The question is how many people will vote for Kennedy, who, among other things, seems to be a Catholic…. Once we get into the argument…about there being a Catholic vote, we are on very treacherous grounds, indeed.

Thus he repeatedly said that he did not want anyone to vote either for him or against him on grounds of religion, that he did not expect to win because of or in spite of this irrelevant standard. He did not threaten his party, as some charged, with retribution from Catholic voters if the party failed to name him. He had neither the desire nor the power to use the feelings of Catholic voters as a bludgeon—and “I cannot believe,” he said, “our convention will act on such a premise.” But he was aware of the fact that, if he swept the primaries and led the polls and had the most delegates, he could be denied the nomination only by a few party leaders saying, “We won’t take him because he’s a Catholic”—and this, he knew, they would find politically difficult to do.

SELECTING THE PRIMARIES

If he swept the primaries…Only in this way could he demonstrate his electability, prove that a Catholic could win, scatter the favorite-son candidates, pick up a bloc of committed delegates and knock one or more competitors completely out of the race. Only then could he translate
his voter strength in such states as New York, Illinois and Pennsylvania into solid delegate strength. Only by thus getting Humphrey and Morse out of the race could he secure his own majority by picking up some of whatever votes they acquired.
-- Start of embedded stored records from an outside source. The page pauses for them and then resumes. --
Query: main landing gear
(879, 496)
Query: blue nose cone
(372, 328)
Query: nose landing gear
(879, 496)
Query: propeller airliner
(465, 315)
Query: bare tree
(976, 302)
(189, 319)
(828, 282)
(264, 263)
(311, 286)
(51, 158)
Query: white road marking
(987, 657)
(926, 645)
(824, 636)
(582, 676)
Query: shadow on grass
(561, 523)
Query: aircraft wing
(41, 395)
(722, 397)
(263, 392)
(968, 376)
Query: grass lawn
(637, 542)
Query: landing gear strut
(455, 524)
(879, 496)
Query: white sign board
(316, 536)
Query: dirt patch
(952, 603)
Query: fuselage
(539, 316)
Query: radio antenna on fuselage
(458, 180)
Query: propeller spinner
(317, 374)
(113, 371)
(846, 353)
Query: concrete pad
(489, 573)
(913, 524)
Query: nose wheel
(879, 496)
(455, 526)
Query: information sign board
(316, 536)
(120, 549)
And only by winning in an early convention ballot could he secure the nomination. “If it ever goes into a back room,” he said, “my name will never emerge.”

Actually he never took Morse’s candidacy seriously and never thought Humphrey, in the absence of a Kennedy withdrawal, could claim more than 200 delegate votes. Nor, in his view, could Humphrey be nominated even if he knocked Kennedy out in the primaries. Campaigning had its supposed joys, he knew, but it also took its physical, emotional, financial and political toll. For Humphrey or anyone else to campaign without hope of success, no matter how loudly the crowds applauded or how hopefully one’s managers talked, seemed to him—as he remarked to one reporter—“just a waste of time…. Why does Hubert do it?”

His real opposition, he knew, would be Symington, Johnson and Stevenson. The latter’s participation in the 1956 primaries entitled him to vow he was not a candidate in 1960, but Kennedy argued that Johnson and particularly Symington should not be seeking nationwide delegate support without proving their voter appeal. At times he exempted Johnson from this charge because of his duties as Majority Leader. But often he referred generally to all his inactive opponents. “If the voters don’t love them in March, April or May,” he told a New Hampshire audience, “they won’t love them in November.”

Privately he thought that Symington, had he organized earlier, might have been able to defeat him among the more conservative Democrats of Indiana or Nebraska; and one defeat would have been enough to deny Kennedy the nomination. But Symington, he felt, preferred the strategy of compromise. Johnson, he was certain, would not enter and could not win any of the 1960 primaries in which Kennedy was running—although he would later speculate that LBJ might have carried West Virginia “if he’d made a fight out of it.” But the Majority Leader’s decision to stick to his Senate duties and enter no primaries at all was a fatal flaw in the Johnson campaign, Kennedy believed, the flaw that prevented Johnson’s nomination.